Published or Revised September 12, 2005

Enrollment at Paris Junior College continued to increase at all three campuses this fall, up by 6 percent over last year to 4,371 students.

PJC President Dr. Pamela Anglin said it is great to see continued growth of the college.

“I am pleased that people continue to reach out for more and better education, and especially proud of the fact that they choose Paris Junior College as their institution of choice,” Anglin said. “We continue to add to our curriculum to provide academic and technical programs that will prepare our students for success.”

The enrollment is 162 more than last year’s fall total of 4,209 students and reflects a growth of 1,477 students since the fall of 2000 when enrollment was 2,874.

The rise in the number of students has also brought about a new record in contact hours, which has grown to more than 1 million for the first time in PJC history. Contact hours, which is the measure of credit hours being taken by students, has reached approximately 1,010,000 hours.

New fall enrollment records have also been set at the campuses in Greenville and Sulphur Springs.

The PJC-Greenville campus has grown to 1,085 students, exceeding 1,000 students for the first time since opening in 1994. The Center grew by 100 students since last year.

The PJC-Sulphur Springs campus has also reached a new record of 786 students, an increase of 70 students over last fall.

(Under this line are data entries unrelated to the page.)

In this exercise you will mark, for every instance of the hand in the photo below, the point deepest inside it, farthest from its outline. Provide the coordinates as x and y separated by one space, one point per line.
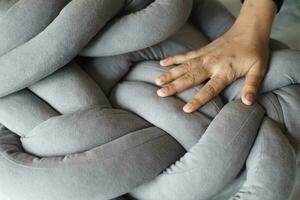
241 52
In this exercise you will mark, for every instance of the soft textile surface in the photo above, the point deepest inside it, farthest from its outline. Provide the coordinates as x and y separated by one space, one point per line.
92 127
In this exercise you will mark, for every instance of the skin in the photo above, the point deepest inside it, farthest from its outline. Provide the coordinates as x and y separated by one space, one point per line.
241 52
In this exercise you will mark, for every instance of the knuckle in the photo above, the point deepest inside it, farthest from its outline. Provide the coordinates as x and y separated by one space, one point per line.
190 78
196 101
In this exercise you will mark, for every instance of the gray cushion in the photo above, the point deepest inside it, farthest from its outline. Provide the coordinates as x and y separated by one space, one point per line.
93 128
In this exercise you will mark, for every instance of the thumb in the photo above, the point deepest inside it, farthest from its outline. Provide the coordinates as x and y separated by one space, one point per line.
252 83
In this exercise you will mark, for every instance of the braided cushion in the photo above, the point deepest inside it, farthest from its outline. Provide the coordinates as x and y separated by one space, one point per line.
92 127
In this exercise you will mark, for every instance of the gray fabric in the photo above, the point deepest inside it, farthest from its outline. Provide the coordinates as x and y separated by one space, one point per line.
95 129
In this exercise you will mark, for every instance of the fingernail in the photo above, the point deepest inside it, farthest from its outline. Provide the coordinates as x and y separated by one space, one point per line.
249 98
160 80
188 108
162 92
163 62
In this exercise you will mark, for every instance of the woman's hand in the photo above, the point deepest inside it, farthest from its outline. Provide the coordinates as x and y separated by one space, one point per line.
241 52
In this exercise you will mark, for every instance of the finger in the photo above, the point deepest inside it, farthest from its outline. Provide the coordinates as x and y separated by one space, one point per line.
172 74
179 59
187 81
252 83
211 89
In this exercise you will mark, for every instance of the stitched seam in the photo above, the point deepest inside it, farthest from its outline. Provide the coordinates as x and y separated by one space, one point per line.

Anglin said that continued growth at the Greenville and Sulphur Springs campuses reinforces the need to move forward with plans to provide new facilities at those locations.

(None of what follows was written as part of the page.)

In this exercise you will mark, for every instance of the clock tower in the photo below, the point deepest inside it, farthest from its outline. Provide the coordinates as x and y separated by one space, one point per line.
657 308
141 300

“Both of these campuses are at capacity, and we must proceed with our master plan to secure land and begin construction of facilities within the coming year,” she said.

The Paris campus is also on the master plan to get new dormitories for resident students.

Since the fall of 2000, enrollment at the Greenville Center and the Sulphur Springs Center has doubled from 558 students and 385 students, respectively.

“Growth was anticipated at all three of our campuses, and I am pleased that our Board of Regents and administration have seen the need and established a strategic plan for the future of the college,” Anglin said.